Berdasarkan gambaran umum di atas penerapan Lesson Study di Kabupaten Bireuen tentu telah banyak memberikan dampak positif terhadap perbaikan kualitas pembelajaran. Para guru sudah mulai menerapkan pembelajaran yang kolaboratif dan peserta didik terlihat lebih bersemangat dan bergairah dalam belajar. Dari gairah belajar inilah dapat terwujudnya rasa Asah, Asih, dan Asuh pada diri peserta didik dalam membentuk karakter mereka pada saat kembali ke masyarakat dengan memiliki rasa empati.
Hanya manusia yang saling peduli yang memiliki rasa dan itu menjadi tuntutan didalam pembelajaran. Secanggih apapun perkembangan ilmu pengetahuan, satu hal yang harus selalu diingat adalah Grand Theory dari ilmu itu sendiri adalah Alquran. Sebagaimana Allah berfirman QS. Al-Mujadalah Ayat 11 “Allah akan meninggikan orang-orang yang beriman di antaramu dan orang-orang yang diberi ilmu pengetahuan beberapa derajat”. Jika Alquran dijadikan panduan diera digitalisasi maka dapat menjauhkan penggunanya dari kesesatan.

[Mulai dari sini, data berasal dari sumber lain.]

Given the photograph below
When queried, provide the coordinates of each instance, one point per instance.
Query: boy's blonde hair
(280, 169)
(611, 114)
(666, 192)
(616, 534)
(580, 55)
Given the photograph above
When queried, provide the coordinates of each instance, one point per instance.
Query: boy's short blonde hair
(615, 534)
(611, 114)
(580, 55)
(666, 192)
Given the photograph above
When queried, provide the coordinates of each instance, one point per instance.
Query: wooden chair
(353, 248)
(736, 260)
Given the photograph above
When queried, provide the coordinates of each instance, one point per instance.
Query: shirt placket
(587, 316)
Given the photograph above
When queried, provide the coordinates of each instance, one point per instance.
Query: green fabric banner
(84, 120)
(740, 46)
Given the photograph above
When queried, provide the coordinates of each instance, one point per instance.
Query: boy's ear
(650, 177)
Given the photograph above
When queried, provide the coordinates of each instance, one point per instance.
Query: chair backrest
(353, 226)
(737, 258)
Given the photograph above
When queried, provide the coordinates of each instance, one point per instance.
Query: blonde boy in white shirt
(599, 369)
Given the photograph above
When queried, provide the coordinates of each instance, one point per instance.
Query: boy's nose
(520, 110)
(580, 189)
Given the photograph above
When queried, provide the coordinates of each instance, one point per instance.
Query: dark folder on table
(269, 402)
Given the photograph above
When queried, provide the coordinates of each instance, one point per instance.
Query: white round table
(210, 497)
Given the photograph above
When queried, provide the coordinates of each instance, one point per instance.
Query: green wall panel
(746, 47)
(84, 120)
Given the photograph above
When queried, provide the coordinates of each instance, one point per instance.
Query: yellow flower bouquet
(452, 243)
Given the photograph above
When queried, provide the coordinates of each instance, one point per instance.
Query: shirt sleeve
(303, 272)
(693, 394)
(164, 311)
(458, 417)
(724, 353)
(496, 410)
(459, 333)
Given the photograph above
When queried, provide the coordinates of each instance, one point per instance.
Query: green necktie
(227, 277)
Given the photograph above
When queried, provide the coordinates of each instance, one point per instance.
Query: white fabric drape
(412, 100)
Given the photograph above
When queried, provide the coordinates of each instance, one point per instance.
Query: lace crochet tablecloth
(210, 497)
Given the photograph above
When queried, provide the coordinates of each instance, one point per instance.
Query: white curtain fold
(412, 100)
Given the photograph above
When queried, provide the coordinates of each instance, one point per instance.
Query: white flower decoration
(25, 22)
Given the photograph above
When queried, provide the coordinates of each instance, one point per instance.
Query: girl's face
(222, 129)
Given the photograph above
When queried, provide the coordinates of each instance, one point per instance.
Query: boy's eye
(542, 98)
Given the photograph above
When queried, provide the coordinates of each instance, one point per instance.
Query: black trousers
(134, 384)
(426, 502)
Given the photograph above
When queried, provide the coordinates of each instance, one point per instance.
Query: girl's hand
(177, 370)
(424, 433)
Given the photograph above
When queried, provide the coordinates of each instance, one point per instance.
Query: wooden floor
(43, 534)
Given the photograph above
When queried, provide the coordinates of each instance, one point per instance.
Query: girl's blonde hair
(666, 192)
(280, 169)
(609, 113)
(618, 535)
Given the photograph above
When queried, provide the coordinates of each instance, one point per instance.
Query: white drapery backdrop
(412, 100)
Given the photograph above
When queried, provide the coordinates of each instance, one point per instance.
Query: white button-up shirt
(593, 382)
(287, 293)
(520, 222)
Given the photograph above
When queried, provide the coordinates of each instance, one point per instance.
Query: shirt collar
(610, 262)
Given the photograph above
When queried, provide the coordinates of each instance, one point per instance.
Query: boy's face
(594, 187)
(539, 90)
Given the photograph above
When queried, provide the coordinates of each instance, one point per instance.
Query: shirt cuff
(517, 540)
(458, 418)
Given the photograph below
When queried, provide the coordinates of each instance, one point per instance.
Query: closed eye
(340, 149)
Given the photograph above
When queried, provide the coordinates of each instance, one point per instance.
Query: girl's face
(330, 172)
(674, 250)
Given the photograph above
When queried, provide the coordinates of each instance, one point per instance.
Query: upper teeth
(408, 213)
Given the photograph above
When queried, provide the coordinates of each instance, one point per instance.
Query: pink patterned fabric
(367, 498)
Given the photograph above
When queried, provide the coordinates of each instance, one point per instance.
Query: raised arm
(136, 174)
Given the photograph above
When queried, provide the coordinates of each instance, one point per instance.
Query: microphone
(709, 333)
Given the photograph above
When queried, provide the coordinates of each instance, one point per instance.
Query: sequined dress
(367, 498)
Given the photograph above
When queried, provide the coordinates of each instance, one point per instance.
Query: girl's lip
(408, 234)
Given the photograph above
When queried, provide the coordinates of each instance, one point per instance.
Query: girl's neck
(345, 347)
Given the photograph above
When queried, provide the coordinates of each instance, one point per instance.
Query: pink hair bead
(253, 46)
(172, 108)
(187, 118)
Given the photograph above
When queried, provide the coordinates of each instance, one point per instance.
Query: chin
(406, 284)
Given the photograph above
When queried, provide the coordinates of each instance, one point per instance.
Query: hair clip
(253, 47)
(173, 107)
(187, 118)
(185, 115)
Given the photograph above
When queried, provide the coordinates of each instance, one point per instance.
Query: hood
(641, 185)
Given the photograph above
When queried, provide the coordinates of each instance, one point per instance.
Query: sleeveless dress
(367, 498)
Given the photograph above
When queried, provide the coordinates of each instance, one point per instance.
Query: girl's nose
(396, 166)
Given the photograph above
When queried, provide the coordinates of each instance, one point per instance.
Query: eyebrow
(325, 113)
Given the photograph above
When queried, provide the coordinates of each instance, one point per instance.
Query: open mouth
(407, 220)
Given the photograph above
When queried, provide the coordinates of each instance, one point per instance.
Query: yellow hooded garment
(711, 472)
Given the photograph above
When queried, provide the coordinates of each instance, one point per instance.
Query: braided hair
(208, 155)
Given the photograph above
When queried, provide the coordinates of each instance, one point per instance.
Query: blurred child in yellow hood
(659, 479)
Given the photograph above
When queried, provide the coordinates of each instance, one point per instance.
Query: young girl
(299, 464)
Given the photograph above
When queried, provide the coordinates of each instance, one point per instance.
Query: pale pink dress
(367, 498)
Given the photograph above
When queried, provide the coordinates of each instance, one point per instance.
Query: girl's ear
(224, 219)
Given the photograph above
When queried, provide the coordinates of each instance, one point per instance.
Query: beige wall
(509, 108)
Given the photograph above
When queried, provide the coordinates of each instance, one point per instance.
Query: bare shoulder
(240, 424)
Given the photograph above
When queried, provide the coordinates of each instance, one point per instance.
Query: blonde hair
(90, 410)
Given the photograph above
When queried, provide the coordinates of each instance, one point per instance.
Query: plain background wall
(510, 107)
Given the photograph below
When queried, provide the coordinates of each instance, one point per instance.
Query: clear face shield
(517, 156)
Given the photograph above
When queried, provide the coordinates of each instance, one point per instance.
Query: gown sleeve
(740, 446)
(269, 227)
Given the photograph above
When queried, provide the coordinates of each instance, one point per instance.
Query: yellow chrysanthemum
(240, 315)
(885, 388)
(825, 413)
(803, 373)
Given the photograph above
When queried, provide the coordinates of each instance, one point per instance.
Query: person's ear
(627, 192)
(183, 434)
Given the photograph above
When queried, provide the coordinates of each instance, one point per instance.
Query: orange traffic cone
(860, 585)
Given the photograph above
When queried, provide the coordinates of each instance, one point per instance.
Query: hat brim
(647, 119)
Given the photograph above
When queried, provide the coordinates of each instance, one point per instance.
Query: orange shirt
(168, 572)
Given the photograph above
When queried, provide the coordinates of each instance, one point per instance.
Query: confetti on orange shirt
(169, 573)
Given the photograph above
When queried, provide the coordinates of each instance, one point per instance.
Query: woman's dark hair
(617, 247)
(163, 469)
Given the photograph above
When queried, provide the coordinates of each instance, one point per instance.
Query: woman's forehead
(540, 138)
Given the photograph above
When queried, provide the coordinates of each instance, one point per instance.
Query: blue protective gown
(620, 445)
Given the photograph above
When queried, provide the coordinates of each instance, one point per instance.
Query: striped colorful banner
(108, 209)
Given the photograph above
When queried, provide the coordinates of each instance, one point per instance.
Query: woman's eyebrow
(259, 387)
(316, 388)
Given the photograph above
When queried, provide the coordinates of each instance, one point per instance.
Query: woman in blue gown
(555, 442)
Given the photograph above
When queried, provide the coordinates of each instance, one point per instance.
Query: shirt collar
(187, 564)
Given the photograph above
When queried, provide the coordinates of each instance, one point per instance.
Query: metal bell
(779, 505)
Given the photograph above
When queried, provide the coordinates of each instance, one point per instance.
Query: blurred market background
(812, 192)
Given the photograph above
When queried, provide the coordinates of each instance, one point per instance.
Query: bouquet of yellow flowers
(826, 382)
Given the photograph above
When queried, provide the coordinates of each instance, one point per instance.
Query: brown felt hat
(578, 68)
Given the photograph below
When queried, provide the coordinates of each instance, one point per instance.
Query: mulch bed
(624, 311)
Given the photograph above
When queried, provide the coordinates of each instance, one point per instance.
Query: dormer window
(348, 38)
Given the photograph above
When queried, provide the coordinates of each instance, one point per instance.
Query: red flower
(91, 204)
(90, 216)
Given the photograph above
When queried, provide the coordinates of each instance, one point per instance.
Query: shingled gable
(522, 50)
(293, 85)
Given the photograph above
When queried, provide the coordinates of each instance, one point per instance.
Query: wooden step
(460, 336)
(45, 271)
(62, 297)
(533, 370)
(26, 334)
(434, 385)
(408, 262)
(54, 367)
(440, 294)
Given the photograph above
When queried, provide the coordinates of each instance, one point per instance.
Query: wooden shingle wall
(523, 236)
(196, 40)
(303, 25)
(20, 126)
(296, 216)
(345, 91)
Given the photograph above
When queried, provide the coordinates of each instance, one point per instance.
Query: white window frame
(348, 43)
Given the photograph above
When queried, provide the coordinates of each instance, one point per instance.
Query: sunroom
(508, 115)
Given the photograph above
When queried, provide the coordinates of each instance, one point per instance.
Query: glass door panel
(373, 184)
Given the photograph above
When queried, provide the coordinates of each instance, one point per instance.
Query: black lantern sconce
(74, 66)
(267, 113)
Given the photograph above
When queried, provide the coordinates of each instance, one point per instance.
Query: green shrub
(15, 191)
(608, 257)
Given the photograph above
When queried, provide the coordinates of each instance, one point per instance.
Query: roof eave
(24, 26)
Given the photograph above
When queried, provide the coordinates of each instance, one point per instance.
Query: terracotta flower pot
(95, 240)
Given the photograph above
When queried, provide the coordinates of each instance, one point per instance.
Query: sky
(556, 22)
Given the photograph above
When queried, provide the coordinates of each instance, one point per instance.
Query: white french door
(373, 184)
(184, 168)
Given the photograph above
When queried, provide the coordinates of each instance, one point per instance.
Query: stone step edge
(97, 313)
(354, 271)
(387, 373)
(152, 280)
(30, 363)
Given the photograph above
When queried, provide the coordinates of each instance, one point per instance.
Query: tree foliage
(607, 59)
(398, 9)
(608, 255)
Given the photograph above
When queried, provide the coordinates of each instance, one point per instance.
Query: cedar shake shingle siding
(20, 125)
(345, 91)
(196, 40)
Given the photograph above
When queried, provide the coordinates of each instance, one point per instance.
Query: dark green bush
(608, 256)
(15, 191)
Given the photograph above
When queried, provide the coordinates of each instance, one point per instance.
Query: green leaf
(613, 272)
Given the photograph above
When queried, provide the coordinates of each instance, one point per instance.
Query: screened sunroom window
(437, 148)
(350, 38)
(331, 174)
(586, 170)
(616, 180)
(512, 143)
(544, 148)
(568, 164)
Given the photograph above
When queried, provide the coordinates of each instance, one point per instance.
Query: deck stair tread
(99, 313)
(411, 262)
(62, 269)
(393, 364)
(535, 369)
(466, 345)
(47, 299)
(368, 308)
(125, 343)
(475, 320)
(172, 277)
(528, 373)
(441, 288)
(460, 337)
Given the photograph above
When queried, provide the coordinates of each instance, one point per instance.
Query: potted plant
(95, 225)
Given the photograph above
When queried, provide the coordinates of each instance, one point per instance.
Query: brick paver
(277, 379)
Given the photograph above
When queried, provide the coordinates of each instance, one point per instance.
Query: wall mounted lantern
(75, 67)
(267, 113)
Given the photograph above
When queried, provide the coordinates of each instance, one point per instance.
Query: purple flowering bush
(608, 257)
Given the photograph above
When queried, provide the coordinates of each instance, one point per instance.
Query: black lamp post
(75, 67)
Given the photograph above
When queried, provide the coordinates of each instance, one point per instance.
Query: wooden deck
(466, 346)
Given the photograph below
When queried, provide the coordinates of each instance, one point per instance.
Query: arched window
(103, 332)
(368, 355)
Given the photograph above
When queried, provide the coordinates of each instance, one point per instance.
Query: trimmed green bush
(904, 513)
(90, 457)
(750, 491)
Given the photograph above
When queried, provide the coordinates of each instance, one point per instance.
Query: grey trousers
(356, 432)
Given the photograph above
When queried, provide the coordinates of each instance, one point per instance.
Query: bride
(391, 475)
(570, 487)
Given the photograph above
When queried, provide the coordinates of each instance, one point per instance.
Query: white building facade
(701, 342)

Untuk itu, dapat disimpulkan bahwa sebenarnya teknologi kecerdasan manusia (AI) ini dibuat bukan untuk menguntungkan atau merugikan manusia namun untuk membantu pekerjaan manusia. Diharapkan, penggunaan AI ini perlu adanya peraturan atau regulasi agar tidak disalahgunakan dan dapat dimanfaatkan dengan baik oleh masyarakat terutama guru dan siswa dalam pembelajaran tanpa menghilangkan kebersamaan, kolaboratif, dan rasa sebagai jati diri manusia yang selalu terikat satu sama lain.